I think it's good you dealt with this, as incidents like these seem to be happening more and more nowadays, since 'being drunk' is constantly used as an excuse to behave badly.

I'm just curious as to why this man's wife didn't have a response to any of this...?


----------



## Entropy3000 (May 11, 2011)

I would have done that at the least. It is possible I would have b!tch slapped him. For sure I would have grabbed him and spoken to him up close and personal.

Some guys like to play the drunk card and do what they feel like figuring they have a free pass to grope and play.

BTW what did he do or say after that? Did he apologize?

How much time elapsed before you intervened?

Was your wife trying to get away or was it just too quick? Was she laughing or did she seem upset? I get that she knew you were p!ssed.
I also get that she was not encouraging him but was she passive about it? 

I wonder what they were talking about at the time he felt it was ok to grab her?

You know drunk or not what he did was assault on your wife. We don't get to do that just because we are drunk. There should have been all sorts of apologies flying around. For sure this guy is an @$$hole. If I did something like this I would expect to get my @$$ kicked but good.

Have you ever met these people before?


----------



## Mistys dad (Dec 2, 2011)

Sounds fine to me.

To make it better, 

Calm yourself down more quickly so your wife doesn't feel the need. Once the "aggressive" need has past, shut it down.

Take wife outside, plant a long kiss, leave and get your freak on.


----------



## anchorwatch (Mar 5, 2012)

I can't stand drunks in a formal social settings. You didn't put a damper on the evening. He did! 

Gezz, some people can't control themselves and need others to do it for them. I'm with you, no man touches my wife like that. No man! 

As for those who question her reaction. I'm sure she found herself in a uncomfortable and unfamiliar position and didn't know how to react quickly. Not every woman has been exposed to or is ready for that type of situation. That's why Sox needed to intervene before the drunk started smooching or groping her.

Bully for you, Sox.


----------



## Entropy3000 (May 11, 2011)

Just to be clear I am not questioning her reaction as it is unclear as to how quickly this happened. What the heck were they discussing when he decided to pull her on his lap?

Will the OP or his wife ever see these people again?


----------



## anchorwatch (Mar 5, 2012)

Entropy3000 said:


> Just to be clear I am not questioning her reaction as it is unclear as to how quickly this happened.

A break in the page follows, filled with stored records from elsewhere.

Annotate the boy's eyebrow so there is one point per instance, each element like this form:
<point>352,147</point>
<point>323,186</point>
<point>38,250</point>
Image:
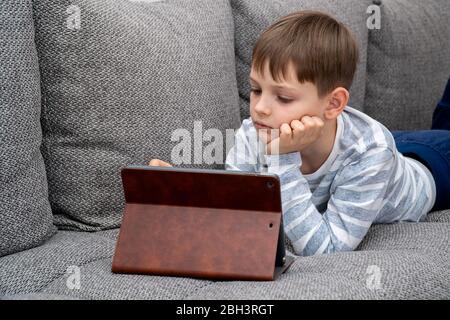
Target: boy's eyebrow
<point>276,86</point>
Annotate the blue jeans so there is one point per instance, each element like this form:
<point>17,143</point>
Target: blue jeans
<point>432,148</point>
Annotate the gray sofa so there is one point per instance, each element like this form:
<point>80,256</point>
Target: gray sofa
<point>90,86</point>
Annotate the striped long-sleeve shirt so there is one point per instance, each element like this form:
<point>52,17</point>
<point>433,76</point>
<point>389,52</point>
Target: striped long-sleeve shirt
<point>364,180</point>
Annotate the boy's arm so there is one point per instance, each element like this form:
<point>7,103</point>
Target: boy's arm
<point>357,196</point>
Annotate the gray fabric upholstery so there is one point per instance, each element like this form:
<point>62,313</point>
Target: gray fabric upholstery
<point>412,258</point>
<point>32,270</point>
<point>115,89</point>
<point>25,214</point>
<point>408,63</point>
<point>252,17</point>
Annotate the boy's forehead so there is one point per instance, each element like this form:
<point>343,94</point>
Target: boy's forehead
<point>266,78</point>
<point>289,77</point>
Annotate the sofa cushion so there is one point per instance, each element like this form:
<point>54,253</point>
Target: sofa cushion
<point>25,214</point>
<point>33,270</point>
<point>252,17</point>
<point>408,63</point>
<point>396,261</point>
<point>118,78</point>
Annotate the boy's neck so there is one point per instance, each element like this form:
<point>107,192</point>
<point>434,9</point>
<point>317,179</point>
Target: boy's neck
<point>318,152</point>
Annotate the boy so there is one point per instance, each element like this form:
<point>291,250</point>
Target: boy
<point>340,170</point>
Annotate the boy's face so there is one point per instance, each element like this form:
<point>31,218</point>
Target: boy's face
<point>274,103</point>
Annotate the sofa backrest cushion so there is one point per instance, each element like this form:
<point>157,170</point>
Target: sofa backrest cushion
<point>118,78</point>
<point>252,17</point>
<point>25,214</point>
<point>408,63</point>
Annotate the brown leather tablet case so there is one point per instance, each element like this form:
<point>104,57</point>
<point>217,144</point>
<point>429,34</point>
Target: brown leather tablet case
<point>212,224</point>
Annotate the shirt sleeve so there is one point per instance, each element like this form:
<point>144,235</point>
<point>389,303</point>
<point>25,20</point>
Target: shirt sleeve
<point>357,195</point>
<point>243,154</point>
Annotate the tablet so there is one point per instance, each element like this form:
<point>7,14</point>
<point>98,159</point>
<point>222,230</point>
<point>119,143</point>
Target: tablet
<point>203,223</point>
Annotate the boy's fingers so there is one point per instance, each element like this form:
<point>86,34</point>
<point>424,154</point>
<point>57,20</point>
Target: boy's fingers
<point>285,129</point>
<point>319,122</point>
<point>308,122</point>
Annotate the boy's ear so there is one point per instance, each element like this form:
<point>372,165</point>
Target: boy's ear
<point>337,100</point>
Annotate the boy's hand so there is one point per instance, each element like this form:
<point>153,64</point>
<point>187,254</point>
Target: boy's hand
<point>295,136</point>
<point>159,163</point>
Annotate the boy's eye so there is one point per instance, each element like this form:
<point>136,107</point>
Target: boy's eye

What the heck were they discussing when he decided to pull her on his lap?
> 
> Will the OP or his wife ever see these people again?


Just my take on it, E. No offence to any one.


----------



## Entropy3000 (May 11, 2011)

anchorwatch said:


> Just my take on it, E. No offence to any one.


Oh no. None taken at all. My curiosity is at work. Just wondering the dynamics of the situation. How a person reacts in a situation can be dependent on many things. How this went down could easily impact his feelings on the matter. It can be assumed that she did not say or do anything to encourage this as the OP states. It probably went down to quick for her to be anything but shocked. Now if she stayed there for any period of time without pushing herself off of him then ... that is something else. The OP would have stated as such it seems.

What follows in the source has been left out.